Als »Killer« bezeichnete Ernährungsmediziner Matthias Riedl aufmerksamkeitswirksam vegane und vegetarische Ersatzprodukte Anfang des Jahres in der Sendung »stern TV«: Sie enthielten zu viele Zusatzstoffe, Salz und Fett. Für diese Aussage erntete er massive Kritik — unter anderem von Markus Keller, der das Forschungsinstitut für pflanzenbasierte Ernährung (IFPE) in Gießen leitet. So pauschal könne man das nicht sagen, findet er, man müsse schon genauer hinschauen. Genau das haben Keller und sein Team nämlich getan: Bereits 2017 untersuchten sie 80 Lebensmittel auf ihren Nährwert. Die veganen Alternativen schnitten dabei oft besser ab als die tierische Option. Sie enthielten zum Beispiel deutlich weniger gesättigte Fettsäuren, aber mehr und hochwertigere Proteine. Und eine Studie der landwirtschaftlichen Fakultät an der Uni Göttingen stellte fest, dass in pflanzenbasierten Würstchen und Burgern ähnlich viel Zink und sogar mehr Eisen als im Original steckten.
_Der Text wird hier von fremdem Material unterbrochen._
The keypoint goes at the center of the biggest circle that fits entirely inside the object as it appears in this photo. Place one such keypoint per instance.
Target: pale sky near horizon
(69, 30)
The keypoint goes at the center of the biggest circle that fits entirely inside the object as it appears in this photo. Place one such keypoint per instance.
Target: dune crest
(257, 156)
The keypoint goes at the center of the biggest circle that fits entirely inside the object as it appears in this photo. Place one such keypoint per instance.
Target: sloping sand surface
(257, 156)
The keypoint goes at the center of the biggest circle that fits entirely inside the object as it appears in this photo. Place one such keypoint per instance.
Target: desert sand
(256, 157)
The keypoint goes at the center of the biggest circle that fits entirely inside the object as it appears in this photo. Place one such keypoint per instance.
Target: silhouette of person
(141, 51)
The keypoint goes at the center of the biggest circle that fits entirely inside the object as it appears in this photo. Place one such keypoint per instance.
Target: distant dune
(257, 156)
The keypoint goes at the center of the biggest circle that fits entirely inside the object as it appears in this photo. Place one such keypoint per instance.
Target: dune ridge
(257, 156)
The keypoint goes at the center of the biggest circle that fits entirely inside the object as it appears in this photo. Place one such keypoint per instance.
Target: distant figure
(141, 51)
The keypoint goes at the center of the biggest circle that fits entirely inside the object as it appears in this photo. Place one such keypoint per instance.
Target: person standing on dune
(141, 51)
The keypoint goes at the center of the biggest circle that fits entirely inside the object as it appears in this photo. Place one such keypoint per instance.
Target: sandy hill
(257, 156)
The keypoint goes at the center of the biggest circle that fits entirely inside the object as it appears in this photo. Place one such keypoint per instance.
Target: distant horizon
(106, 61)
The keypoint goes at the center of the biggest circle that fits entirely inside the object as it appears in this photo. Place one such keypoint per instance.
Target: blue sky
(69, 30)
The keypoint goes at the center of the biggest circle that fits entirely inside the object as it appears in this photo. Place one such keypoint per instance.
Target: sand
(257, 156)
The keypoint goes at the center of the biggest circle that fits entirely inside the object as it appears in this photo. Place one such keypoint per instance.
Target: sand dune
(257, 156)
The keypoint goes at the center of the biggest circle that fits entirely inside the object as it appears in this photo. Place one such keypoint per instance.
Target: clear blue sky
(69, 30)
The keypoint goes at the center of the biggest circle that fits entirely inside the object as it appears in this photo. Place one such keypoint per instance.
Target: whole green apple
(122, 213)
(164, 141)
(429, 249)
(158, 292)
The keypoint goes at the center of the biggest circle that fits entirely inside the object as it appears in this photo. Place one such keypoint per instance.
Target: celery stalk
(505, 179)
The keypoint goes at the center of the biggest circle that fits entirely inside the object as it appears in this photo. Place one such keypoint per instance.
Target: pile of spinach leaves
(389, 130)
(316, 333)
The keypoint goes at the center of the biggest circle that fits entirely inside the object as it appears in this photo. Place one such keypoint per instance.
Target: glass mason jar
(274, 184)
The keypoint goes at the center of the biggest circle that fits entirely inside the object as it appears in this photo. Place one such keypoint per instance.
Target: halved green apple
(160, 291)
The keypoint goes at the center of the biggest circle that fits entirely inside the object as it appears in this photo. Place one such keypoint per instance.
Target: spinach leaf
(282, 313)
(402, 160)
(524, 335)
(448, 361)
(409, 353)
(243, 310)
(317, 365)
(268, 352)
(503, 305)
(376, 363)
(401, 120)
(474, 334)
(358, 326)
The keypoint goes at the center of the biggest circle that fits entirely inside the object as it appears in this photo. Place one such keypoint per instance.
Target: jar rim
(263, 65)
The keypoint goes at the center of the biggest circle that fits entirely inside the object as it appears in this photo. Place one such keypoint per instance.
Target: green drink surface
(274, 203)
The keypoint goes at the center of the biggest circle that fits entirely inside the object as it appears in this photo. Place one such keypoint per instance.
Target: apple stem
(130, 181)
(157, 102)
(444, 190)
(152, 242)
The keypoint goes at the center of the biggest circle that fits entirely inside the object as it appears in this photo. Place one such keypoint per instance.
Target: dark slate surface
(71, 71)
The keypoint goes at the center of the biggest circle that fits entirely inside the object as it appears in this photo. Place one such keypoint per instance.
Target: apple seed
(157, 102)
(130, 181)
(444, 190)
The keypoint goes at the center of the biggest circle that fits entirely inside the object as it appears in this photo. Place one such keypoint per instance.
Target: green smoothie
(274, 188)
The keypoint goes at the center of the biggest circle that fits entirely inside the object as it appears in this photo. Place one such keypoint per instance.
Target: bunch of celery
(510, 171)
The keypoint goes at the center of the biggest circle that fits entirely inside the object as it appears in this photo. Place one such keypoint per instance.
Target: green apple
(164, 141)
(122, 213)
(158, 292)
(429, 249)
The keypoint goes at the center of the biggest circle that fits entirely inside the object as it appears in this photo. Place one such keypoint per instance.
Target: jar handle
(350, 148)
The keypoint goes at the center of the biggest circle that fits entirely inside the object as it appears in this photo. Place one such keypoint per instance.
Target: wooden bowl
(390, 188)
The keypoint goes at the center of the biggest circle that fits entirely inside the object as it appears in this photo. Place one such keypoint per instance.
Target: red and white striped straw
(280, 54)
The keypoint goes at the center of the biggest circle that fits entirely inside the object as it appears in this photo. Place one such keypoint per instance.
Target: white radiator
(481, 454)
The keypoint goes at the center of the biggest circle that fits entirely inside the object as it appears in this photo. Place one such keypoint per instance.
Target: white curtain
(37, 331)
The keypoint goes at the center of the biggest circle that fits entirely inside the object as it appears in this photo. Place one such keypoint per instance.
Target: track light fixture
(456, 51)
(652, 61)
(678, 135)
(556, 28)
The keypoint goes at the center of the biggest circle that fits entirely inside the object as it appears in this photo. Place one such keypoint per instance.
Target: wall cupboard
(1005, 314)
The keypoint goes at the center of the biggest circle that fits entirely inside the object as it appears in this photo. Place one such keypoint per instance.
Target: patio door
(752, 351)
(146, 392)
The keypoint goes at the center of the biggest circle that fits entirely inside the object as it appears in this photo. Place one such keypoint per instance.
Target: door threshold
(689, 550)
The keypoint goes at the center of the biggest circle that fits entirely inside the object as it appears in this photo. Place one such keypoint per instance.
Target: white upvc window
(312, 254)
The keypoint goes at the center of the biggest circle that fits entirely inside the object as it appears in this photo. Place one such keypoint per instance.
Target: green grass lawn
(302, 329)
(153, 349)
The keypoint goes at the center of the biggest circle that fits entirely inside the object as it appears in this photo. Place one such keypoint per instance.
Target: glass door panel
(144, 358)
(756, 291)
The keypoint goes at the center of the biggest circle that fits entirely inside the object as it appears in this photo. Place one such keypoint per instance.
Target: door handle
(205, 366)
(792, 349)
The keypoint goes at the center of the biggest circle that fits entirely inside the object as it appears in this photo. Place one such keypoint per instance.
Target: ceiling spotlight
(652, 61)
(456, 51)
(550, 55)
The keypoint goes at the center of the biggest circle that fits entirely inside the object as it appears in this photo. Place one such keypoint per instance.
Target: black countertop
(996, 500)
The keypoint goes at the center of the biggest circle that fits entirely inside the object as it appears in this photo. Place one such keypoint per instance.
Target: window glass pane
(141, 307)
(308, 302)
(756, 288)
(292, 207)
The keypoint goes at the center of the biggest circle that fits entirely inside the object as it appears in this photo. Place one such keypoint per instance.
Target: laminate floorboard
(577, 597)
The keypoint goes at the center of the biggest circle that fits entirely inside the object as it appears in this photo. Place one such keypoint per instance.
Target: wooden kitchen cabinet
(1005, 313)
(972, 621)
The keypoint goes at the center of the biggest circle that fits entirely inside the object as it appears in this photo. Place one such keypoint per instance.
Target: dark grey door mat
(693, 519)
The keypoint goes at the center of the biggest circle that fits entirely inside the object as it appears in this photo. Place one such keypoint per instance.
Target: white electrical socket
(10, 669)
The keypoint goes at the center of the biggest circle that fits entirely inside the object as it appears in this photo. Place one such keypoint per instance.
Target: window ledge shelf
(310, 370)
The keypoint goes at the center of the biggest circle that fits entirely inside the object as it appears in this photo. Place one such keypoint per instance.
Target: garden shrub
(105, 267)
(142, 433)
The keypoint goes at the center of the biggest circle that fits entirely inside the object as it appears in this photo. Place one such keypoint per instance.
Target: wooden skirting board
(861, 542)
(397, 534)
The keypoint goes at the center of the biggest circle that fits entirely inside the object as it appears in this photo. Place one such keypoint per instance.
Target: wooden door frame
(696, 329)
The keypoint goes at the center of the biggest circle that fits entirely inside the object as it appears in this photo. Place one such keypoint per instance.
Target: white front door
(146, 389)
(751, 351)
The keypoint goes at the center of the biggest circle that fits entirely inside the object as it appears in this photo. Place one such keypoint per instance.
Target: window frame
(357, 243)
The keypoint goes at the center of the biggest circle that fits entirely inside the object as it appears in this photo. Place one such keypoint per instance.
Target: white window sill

Verbesserungsbedarf sieht auch Keller allerdings beim Thema Salzgehalt, der in vielen Produkten hoch war. Spitzenreiter war eine vegane Salami mit 3,4 Gramm Salz pro 100 Gramm, auch in Bio-Produkten steckte übrigens reichlich Salz. Die Deutsche Gesellschaft für Ernährung (DGE) empfiehlt, pro Tag nicht mehr als sechs Gramm zu essen. Doch auch dieser Befund ist relativ: Die herkömmliche Salami enthielt noch mehr Salz.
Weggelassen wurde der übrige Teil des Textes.